Scribble to Erase on Goodnotes for Windows, Web, and Android, Powered by ONNX Runtime
By:
Pedro Gómez, Emma Ning18TH NOVEMBER, 2024
For the last three years, the Goodnotes engineering team has been working on a project to bring the successful iPad notetaking app to other platforms like Windows, Web, and Android. This post covers how the 2022 iPad app of the year implemented one of the top most AI-requested features, scribble to erase, for the three platforms, at the same time, using ONNX Runtime.
📝 What is Scribble to Erase?
We are all humans, so we all make mistakes. Scribble to erase is a simple feature that lets the user delete content without using the eraser by just writing a scribble on top of the previously created content.

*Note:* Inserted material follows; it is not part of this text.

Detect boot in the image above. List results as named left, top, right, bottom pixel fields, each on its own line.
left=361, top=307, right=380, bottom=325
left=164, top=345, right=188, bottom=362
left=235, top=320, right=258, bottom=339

Any note the user wrote before, no matter what you wrote can be deleted with a simple scribble gesture. This feature may look quite simple for the user, but quite complex from the engineering point of view.
This was the first feature the Goodnotes engineering team released for Windows, Web, and Android using Artificial Intelligence, thanks to ONNX Runtime, which offers high-performance model inference cross platforms for Edge AI. The team used an in-house trained model for this project and evaluated on-device from three different platforms.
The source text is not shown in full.